Mary grew up in Dundalk, where her mother was a well-known music teacher, Patricia McCague, and her dad was a fiddle player. At eight, Mary was performing a tricky Shostakovich piece on the piano on the Late Late Toy Show.
“I loved it so much that I decided that that’s what I wanted to do,” she says. “That was always my life, just in music. I remember the feeling: the waiting room, the set. The piano was white and the colour of all the toys: it was just magical. We went to the canteen and saw people you’d recognise off the TV and I had a little autograph book and was going around collecting autographs.”

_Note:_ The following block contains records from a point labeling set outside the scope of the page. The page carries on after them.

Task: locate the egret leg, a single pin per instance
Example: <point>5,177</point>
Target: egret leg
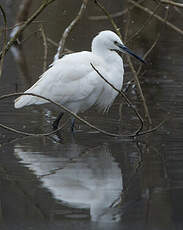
<point>72,124</point>
<point>57,120</point>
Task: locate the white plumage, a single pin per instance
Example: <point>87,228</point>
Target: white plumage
<point>72,82</point>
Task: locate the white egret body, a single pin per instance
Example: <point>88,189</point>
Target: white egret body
<point>72,82</point>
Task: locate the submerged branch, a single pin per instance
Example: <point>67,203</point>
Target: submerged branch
<point>74,115</point>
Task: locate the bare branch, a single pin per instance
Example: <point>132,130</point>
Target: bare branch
<point>24,26</point>
<point>108,16</point>
<point>74,115</point>
<point>171,3</point>
<point>45,48</point>
<point>4,39</point>
<point>69,29</point>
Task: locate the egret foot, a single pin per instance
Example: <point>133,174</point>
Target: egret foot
<point>57,120</point>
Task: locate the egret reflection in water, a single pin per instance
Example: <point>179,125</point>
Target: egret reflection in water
<point>88,179</point>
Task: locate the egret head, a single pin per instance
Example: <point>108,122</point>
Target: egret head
<point>111,41</point>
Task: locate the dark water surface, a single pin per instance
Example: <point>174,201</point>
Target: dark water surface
<point>92,181</point>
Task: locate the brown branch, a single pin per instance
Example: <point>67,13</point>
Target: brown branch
<point>74,115</point>
<point>144,24</point>
<point>140,89</point>
<point>24,26</point>
<point>63,108</point>
<point>45,48</point>
<point>4,39</point>
<point>109,17</point>
<point>171,3</point>
<point>114,15</point>
<point>69,29</point>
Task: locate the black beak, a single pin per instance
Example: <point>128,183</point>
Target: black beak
<point>126,50</point>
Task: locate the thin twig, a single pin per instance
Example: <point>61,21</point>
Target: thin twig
<point>4,39</point>
<point>74,115</point>
<point>69,29</point>
<point>144,24</point>
<point>63,108</point>
<point>171,3</point>
<point>24,26</point>
<point>140,89</point>
<point>109,17</point>
<point>114,15</point>
<point>45,48</point>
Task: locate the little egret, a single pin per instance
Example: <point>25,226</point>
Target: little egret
<point>72,82</point>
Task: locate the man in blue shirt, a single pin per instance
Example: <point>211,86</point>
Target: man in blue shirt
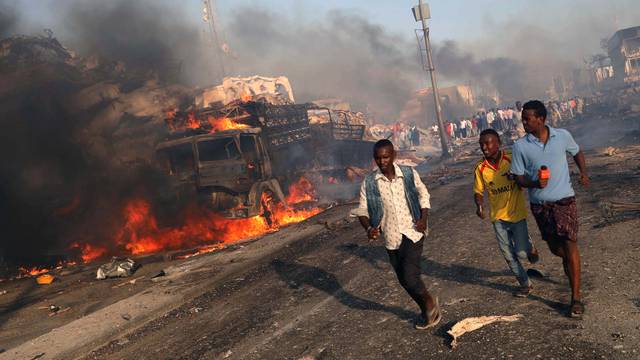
<point>552,200</point>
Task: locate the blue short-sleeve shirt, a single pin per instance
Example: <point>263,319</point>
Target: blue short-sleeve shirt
<point>529,154</point>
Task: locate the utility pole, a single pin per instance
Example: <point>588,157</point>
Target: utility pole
<point>421,13</point>
<point>211,21</point>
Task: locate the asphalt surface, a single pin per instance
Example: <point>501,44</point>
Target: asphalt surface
<point>330,294</point>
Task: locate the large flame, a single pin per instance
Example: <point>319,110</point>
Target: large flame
<point>221,124</point>
<point>89,252</point>
<point>141,234</point>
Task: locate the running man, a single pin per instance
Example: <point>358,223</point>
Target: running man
<point>552,199</point>
<point>507,209</point>
<point>394,202</point>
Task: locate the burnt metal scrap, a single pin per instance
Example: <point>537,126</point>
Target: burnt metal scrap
<point>230,157</point>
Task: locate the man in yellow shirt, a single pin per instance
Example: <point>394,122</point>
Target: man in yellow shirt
<point>507,207</point>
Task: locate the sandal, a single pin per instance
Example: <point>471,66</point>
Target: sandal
<point>576,309</point>
<point>433,318</point>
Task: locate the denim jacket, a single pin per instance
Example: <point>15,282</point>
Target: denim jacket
<point>374,202</point>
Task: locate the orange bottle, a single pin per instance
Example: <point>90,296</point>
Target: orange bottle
<point>544,173</point>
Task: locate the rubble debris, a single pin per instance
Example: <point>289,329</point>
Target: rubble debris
<point>59,311</point>
<point>45,279</point>
<point>275,91</point>
<point>32,50</point>
<point>161,273</point>
<point>473,323</point>
<point>535,273</point>
<point>456,301</point>
<point>130,282</point>
<point>38,356</point>
<point>117,267</point>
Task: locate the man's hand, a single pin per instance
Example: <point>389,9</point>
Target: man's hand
<point>584,180</point>
<point>373,233</point>
<point>421,225</point>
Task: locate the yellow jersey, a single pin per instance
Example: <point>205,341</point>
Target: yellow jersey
<point>506,198</point>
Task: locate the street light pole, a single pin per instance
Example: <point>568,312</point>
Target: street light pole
<point>434,85</point>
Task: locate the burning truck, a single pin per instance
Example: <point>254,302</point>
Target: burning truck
<point>236,159</point>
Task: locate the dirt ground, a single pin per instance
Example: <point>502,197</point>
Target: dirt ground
<point>320,290</point>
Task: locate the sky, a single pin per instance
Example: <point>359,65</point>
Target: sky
<point>362,50</point>
<point>464,21</point>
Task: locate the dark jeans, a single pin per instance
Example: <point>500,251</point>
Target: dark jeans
<point>406,263</point>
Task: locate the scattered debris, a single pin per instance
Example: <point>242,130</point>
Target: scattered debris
<point>38,356</point>
<point>474,323</point>
<point>55,310</point>
<point>535,273</point>
<point>613,207</point>
<point>159,274</point>
<point>117,267</point>
<point>456,301</point>
<point>131,282</point>
<point>45,279</point>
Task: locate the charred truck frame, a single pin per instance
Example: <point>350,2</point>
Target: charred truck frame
<point>263,148</point>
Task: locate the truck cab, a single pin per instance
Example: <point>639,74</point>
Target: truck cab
<point>230,171</point>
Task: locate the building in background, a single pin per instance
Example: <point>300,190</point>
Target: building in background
<point>624,52</point>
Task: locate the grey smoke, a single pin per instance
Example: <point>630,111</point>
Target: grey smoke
<point>341,55</point>
<point>8,19</point>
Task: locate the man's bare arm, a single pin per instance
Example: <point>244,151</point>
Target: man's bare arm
<point>525,182</point>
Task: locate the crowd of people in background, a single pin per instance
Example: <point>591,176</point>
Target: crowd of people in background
<point>508,119</point>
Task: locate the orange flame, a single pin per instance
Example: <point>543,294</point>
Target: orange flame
<point>222,124</point>
<point>192,121</point>
<point>301,191</point>
<point>89,252</point>
<point>32,271</point>
<point>141,234</point>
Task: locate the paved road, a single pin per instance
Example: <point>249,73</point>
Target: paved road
<point>333,296</point>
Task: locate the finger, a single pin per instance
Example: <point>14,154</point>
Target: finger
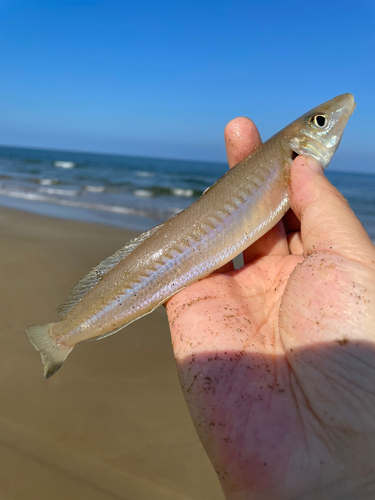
<point>327,221</point>
<point>291,222</point>
<point>241,139</point>
<point>295,243</point>
<point>272,243</point>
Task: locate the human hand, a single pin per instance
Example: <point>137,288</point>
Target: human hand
<point>277,359</point>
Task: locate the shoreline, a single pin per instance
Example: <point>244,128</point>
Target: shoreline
<point>112,422</point>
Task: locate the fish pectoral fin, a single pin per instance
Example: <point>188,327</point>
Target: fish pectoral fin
<point>53,355</point>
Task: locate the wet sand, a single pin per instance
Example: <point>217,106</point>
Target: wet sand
<point>112,423</point>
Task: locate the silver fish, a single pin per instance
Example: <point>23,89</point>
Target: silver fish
<point>236,211</point>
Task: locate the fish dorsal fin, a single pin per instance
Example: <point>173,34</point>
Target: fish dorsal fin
<point>96,274</point>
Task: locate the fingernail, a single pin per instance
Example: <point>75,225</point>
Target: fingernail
<point>315,165</point>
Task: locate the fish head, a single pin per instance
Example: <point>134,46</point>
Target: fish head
<point>319,132</point>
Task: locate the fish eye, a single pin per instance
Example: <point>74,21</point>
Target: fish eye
<point>318,121</point>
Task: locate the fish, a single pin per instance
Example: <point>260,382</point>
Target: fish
<point>233,213</point>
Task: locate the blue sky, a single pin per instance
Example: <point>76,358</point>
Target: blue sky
<point>162,78</point>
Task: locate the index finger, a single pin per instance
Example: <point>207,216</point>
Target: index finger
<point>327,221</point>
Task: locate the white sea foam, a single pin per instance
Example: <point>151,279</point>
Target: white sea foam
<point>64,164</point>
<point>70,203</point>
<point>144,174</point>
<point>183,192</point>
<point>59,192</point>
<point>95,189</point>
<point>143,193</point>
<point>47,182</point>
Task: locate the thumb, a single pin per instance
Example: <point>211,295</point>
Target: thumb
<point>328,224</point>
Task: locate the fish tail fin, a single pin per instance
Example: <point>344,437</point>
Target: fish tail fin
<point>53,355</point>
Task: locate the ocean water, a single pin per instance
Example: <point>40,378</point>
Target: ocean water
<point>130,192</point>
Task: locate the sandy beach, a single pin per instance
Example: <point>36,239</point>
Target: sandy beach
<point>112,423</point>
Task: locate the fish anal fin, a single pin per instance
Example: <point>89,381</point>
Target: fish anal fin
<point>53,355</point>
<point>96,274</point>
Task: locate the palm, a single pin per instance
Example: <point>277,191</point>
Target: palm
<point>254,408</point>
<point>276,360</point>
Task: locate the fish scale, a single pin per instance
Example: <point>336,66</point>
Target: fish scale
<point>237,210</point>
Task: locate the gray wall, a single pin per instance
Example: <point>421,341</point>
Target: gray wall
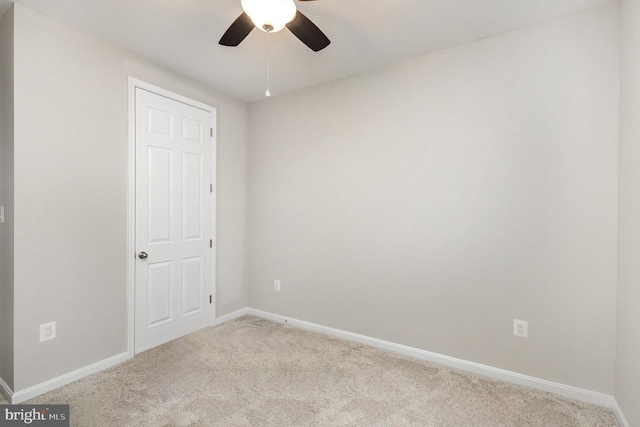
<point>71,192</point>
<point>628,343</point>
<point>432,202</point>
<point>6,197</point>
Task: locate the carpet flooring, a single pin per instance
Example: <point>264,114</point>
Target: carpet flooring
<point>254,372</point>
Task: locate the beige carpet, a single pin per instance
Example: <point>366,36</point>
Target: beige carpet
<point>253,372</point>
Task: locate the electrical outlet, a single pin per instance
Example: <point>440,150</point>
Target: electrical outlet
<point>520,328</point>
<point>47,331</point>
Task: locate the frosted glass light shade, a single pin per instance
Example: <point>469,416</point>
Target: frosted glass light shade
<point>270,15</point>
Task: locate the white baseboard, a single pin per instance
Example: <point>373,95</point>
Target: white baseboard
<point>6,390</point>
<point>489,371</point>
<point>31,392</point>
<point>231,316</point>
<point>621,418</point>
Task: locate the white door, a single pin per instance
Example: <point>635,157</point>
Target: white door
<point>173,143</point>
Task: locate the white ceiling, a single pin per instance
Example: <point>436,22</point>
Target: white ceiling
<point>365,34</point>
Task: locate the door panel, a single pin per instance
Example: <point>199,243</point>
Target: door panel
<point>173,226</point>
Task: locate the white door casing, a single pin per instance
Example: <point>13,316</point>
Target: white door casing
<point>173,274</point>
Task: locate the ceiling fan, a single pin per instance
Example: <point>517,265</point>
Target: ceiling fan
<point>271,16</point>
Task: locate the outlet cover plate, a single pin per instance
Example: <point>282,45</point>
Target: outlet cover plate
<point>520,328</point>
<point>47,331</point>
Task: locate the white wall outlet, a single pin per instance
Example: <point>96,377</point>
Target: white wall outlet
<point>520,328</point>
<point>47,331</point>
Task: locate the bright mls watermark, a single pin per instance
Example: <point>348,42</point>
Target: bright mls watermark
<point>34,415</point>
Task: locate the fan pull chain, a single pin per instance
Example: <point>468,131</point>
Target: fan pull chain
<point>268,92</point>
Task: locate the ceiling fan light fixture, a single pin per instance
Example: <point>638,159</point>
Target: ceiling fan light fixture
<point>270,15</point>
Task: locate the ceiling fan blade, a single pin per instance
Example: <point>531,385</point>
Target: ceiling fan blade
<point>237,31</point>
<point>308,32</point>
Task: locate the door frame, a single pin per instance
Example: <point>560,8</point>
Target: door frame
<point>131,202</point>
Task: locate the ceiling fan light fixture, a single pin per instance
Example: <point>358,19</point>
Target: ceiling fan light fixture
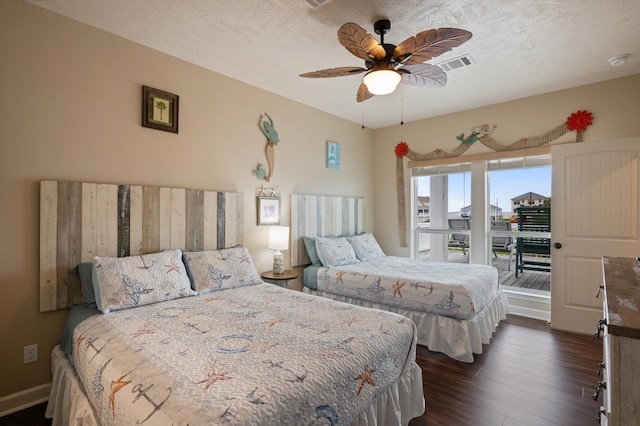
<point>382,82</point>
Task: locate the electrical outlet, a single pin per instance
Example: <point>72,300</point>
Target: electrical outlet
<point>30,353</point>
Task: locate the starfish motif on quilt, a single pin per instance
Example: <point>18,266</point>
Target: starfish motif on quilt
<point>396,288</point>
<point>349,321</point>
<point>375,287</point>
<point>214,376</point>
<point>276,321</point>
<point>115,387</point>
<point>447,303</point>
<point>217,275</point>
<point>134,289</point>
<point>146,328</point>
<point>173,266</point>
<point>366,377</point>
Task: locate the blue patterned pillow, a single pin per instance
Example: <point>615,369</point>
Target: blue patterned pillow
<point>366,247</point>
<point>127,282</point>
<point>335,251</point>
<point>220,269</point>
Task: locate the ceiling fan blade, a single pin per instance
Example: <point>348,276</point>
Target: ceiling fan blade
<point>429,44</point>
<point>423,75</point>
<point>357,41</point>
<point>363,93</point>
<point>334,72</point>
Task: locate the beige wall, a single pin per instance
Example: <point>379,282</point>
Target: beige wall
<point>615,105</point>
<point>70,100</point>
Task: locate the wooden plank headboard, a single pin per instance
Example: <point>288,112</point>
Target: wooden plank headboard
<point>322,215</point>
<point>80,220</point>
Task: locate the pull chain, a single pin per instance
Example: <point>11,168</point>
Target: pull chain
<point>401,106</point>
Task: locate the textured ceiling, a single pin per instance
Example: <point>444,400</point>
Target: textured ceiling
<point>520,48</point>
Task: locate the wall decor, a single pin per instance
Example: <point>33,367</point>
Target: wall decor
<point>266,126</point>
<point>159,109</point>
<point>268,211</point>
<point>333,155</point>
<point>578,121</point>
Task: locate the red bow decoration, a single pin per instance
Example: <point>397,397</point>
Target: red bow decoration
<point>579,121</point>
<point>402,149</point>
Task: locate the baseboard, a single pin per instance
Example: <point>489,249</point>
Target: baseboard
<point>24,399</point>
<point>530,305</point>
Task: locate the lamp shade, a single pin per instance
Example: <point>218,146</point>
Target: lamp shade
<point>279,238</point>
<point>382,81</point>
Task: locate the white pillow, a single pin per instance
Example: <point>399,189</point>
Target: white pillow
<point>127,282</point>
<point>220,269</point>
<point>366,247</point>
<point>335,251</point>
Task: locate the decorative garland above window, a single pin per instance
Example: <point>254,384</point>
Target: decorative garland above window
<point>578,121</point>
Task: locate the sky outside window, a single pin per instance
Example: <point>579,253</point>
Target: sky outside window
<point>504,185</point>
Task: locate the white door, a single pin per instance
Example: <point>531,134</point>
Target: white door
<point>594,213</point>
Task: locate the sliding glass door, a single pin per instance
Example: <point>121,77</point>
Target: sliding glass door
<point>465,207</point>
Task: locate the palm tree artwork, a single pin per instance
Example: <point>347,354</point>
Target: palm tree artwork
<point>161,105</point>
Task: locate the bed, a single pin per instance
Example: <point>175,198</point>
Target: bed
<point>456,307</point>
<point>194,336</point>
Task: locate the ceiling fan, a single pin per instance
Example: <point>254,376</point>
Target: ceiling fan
<point>386,64</point>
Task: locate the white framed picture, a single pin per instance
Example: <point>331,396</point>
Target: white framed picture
<point>333,155</point>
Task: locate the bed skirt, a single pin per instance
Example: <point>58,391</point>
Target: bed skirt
<point>458,339</point>
<point>69,405</point>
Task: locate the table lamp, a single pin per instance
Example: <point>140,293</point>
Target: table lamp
<point>278,240</point>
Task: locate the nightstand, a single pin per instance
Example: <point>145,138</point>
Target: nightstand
<point>281,279</point>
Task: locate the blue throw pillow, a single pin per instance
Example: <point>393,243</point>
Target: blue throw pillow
<point>310,245</point>
<point>85,271</point>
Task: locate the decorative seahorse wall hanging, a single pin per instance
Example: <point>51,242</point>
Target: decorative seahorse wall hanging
<point>266,125</point>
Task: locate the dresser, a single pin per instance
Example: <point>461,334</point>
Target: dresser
<point>619,385</point>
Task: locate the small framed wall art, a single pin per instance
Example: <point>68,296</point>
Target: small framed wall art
<point>268,211</point>
<point>333,155</point>
<point>159,109</point>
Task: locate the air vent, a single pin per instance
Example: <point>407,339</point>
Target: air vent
<point>456,63</point>
<point>316,3</point>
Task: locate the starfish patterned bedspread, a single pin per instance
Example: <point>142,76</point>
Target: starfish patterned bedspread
<point>448,289</point>
<point>252,355</point>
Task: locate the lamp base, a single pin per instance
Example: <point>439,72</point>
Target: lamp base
<point>278,263</point>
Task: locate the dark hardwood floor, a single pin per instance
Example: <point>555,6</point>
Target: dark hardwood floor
<point>528,375</point>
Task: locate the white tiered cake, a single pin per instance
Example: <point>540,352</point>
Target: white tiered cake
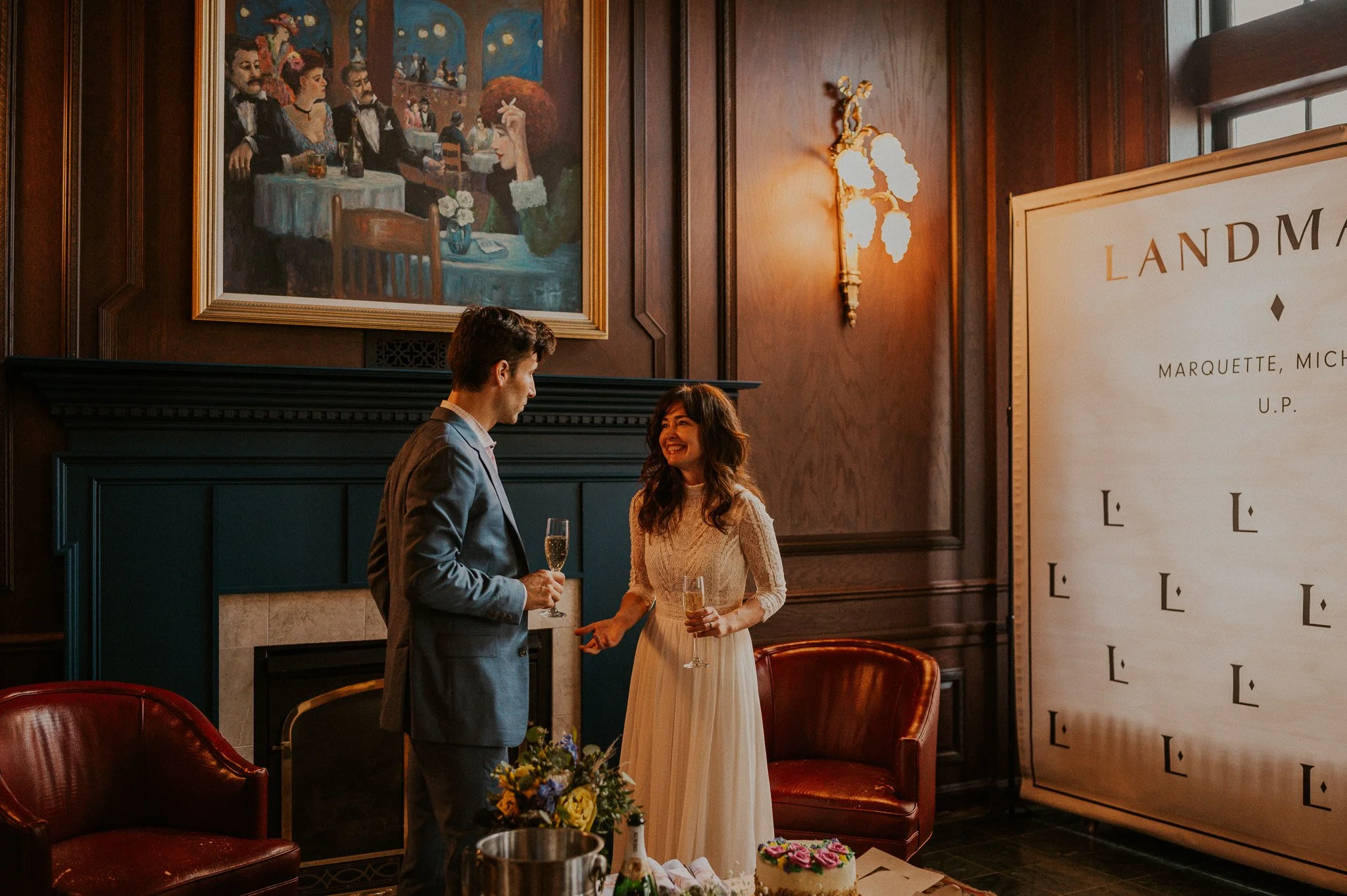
<point>804,868</point>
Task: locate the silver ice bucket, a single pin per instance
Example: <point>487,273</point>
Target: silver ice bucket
<point>535,861</point>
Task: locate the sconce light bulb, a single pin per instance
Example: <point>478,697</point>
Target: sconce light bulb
<point>896,235</point>
<point>860,220</point>
<point>854,170</point>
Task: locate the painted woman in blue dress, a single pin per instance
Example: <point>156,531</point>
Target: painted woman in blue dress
<point>309,133</point>
<point>309,119</point>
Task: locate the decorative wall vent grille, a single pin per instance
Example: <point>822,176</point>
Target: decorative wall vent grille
<point>406,350</point>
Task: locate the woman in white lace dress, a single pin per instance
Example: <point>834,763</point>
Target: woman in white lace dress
<point>694,736</point>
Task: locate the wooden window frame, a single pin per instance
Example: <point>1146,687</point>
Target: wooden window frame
<point>1219,73</point>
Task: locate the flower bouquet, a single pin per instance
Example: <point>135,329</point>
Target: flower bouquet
<point>456,214</point>
<point>558,785</point>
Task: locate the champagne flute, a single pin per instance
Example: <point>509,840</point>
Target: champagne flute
<point>694,599</point>
<point>556,544</point>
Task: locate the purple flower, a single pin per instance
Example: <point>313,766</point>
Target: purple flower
<point>827,859</point>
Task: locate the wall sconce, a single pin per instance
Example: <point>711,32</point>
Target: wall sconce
<point>854,163</point>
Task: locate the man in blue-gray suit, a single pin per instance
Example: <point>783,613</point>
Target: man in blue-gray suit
<point>447,571</point>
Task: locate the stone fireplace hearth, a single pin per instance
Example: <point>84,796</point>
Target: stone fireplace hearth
<point>324,617</point>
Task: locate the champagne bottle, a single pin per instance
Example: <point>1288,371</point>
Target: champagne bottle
<point>636,879</point>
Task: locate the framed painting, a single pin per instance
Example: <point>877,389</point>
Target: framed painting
<point>385,163</point>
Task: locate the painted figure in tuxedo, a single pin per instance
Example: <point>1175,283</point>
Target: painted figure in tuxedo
<point>255,145</point>
<point>381,136</point>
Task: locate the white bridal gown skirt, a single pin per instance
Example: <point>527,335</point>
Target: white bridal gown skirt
<point>694,745</point>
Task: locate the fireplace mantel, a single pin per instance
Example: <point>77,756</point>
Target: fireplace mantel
<point>184,482</point>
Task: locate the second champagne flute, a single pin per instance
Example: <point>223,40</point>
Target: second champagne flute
<point>694,598</point>
<point>556,544</point>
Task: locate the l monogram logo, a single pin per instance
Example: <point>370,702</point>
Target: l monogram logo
<point>1114,668</point>
<point>1052,583</point>
<point>1164,595</point>
<point>1052,731</point>
<point>1172,758</point>
<point>1236,693</point>
<point>1307,607</point>
<point>1307,790</point>
<point>1234,511</point>
<point>1117,507</point>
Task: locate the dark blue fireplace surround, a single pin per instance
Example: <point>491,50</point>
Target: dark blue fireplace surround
<point>184,482</point>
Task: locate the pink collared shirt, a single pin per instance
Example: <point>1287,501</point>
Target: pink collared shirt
<point>484,438</point>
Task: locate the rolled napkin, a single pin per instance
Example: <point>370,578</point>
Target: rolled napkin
<point>712,885</point>
<point>683,880</point>
<point>663,882</point>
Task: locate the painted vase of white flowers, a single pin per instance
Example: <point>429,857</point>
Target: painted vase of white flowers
<point>456,216</point>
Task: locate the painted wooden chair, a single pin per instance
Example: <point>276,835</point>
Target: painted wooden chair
<point>385,256</point>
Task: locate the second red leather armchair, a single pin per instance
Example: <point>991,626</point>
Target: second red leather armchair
<point>110,790</point>
<point>850,742</point>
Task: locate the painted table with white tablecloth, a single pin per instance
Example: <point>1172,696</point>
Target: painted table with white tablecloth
<point>422,140</point>
<point>302,206</point>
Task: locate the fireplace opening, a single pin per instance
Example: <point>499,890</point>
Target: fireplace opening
<point>337,776</point>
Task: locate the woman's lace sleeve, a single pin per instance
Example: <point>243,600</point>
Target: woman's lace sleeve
<point>758,537</point>
<point>640,582</point>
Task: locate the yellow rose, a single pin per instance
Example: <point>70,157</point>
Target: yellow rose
<point>577,809</point>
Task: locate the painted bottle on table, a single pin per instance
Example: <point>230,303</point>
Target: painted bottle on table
<point>355,159</point>
<point>636,878</point>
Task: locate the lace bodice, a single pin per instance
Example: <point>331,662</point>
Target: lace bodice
<point>722,559</point>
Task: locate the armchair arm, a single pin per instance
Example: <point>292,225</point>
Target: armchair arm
<point>24,849</point>
<point>914,754</point>
<point>195,781</point>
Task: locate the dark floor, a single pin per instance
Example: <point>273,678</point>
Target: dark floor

“Even looking back on my own childhood, did I ever feel forced to do anything? Obviously, you’re told to go and practice. But she certainly wouldn't be doing anything that she really didn’t want to do. There are times when she’ll say that she doesn’t want to sing and I’ll say, ok that’s fine, we’ll do it tomorrow. She has a talent and you want to nurture that.”
Now, there’s the Lord Mayor’s Tea Dance to practice for: Emma will sing three or possibly four songs. It’s a lovely informal afternoon setting, renowned for its fun, inclusive atmosphere, but it’s still a big stage and a full orchestra.
Emma looks at me with round eyes, a serious face. “I get to sing with Keith Hanley. He’s on the poster.”
“Do you get nervous before you sing?” I ask her.
“I get nervous before I sing, but when I’m on stage I’m not,” she says.
“To be honest I’m amazed that she’s so aware of it, that she would even be thinking, ‘I hope this goes ok.’” Mary says. “When I was that age, I wouldn’t have been, I would have been oblivious. But kids these days are so much more aware of how things work.”
And of course, Emma won’t be alone up there: she’ll have her mammy with her all the time, because Mary will be playing with the orchestra.
The Lord Mayor's Tea Dance is at Cork City Hall on Sunday, January 29 at 3pm. Tickets are €10 and can be purchased in Pro Musica music shop on Oliver Plunkett St.